Saturday, April 21, 2018

My best friend

Almost five years ago I wrote a similar blog about my grandma.  My grandpa printed and kept that blog laminated.  https://nd15read.blogspot.com/2013/09/the-lessons-you-taught-me.html I know he wouldn't want a big deal made, but I have a lot to say and I know that words can't really do him justice.  I'm not actually sure I can put everything I'm thinking into words.

If you haven't heard, my best friend and grandpa is gone.  This is a lot harder this time around.  I don't mean that it wasn't easy to say good-bye to my grandma or get the phone call in the middle of the night, but I thought I still had more time to talk to him.  I even called him and was waiting for him to call back before I found out.

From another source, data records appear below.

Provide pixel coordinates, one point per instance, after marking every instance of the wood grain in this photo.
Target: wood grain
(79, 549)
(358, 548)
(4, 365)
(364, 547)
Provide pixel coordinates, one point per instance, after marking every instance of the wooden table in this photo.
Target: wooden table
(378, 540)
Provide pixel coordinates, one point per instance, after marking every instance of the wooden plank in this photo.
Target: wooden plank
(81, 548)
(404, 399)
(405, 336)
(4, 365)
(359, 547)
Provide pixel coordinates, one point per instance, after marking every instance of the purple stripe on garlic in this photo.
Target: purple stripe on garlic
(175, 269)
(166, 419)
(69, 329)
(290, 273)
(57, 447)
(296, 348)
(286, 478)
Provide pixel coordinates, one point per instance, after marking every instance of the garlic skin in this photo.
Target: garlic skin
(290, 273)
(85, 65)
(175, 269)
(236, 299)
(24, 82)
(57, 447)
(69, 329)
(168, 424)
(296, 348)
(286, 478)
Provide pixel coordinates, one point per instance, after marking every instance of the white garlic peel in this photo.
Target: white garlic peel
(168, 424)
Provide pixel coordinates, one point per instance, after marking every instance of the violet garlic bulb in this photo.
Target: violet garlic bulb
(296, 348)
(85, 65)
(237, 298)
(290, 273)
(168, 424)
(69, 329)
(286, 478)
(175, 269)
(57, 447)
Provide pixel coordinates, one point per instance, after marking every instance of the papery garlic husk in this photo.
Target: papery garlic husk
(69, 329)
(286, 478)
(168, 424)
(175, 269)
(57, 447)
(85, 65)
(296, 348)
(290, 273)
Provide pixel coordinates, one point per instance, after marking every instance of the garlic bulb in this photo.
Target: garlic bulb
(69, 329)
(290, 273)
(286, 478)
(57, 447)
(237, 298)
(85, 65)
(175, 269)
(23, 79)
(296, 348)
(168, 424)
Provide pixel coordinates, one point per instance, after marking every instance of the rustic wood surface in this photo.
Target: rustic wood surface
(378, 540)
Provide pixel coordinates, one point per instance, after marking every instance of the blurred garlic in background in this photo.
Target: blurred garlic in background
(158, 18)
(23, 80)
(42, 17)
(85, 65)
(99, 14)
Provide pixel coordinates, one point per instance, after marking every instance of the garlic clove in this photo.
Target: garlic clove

I lived next door to my grandparents until I was 11.  They were always actively involved in my life and very supportive of me.  When we changed houses, I still saw them multiple times a week and when I went away to college and grad school, I talked to them on the phone as often as possible.  While I was at Penn State, we wrote letters back and forth to each other all the time and still talked on the phone.

I still talked to him all the time.  And now I'm having a hard time believing he's not going to just call me right back.  I'm glad he didn't have to suffer and I'm glad that he's with Jesus and back with my grandma.  It was hard for them to be apart.

My grandpa taught me about hard work.  And though he never sugar coated things, he always encouraged me to keep going even when it was extremely hard.  There were no excuses.  Sometimes life just wasn't fair, but sometimes you just had to practice a little harder.

If you know me well, you know that I get extremely frustrated over the fact that sometimes I just get overlooked for being female.  Or people have expectations of what I should and shouldn't do because I'm a girl.  Not my grandpa though.  He always encouraged me to go after what I wanted and he didn't think I should be in a silly relationship for the sake of being with someone.  Life isn't fair he told me, but he knew that I'd find a way to achieve what I wanted if I wanted it bad enough.

He taught me to be generous and genuinely take an interest in people.  When I had friends or dates over at the house, he would try to get to know them instead of talking about himself.  He loved his family.

I've always looked up to him.  I'd like to think that I do take after him in a lot of ways.  I got the family nose from him.  I'm certainly stubborn, but also have a deep sense of responsibility to care for my family and friends.  I think we had an understanding that being the oldest child comes with a certain set of responsibilities and unspoken rules that are sometimes pretty awesome and sometimes...not so much.

My grandpa and grandma were equal partners in their relationship.  He also took amazing care of my grandma even after she got Alzheimer's.  The rest of the family didn't even know it for years because of how well he compensated for her.  He let her live normally and was always by her side.  Looking at them, that's what I would want.

I could ramble on for a lot longer, but he wouldn't like that.  I just miss him more than I can say.  And I'm glad he's home.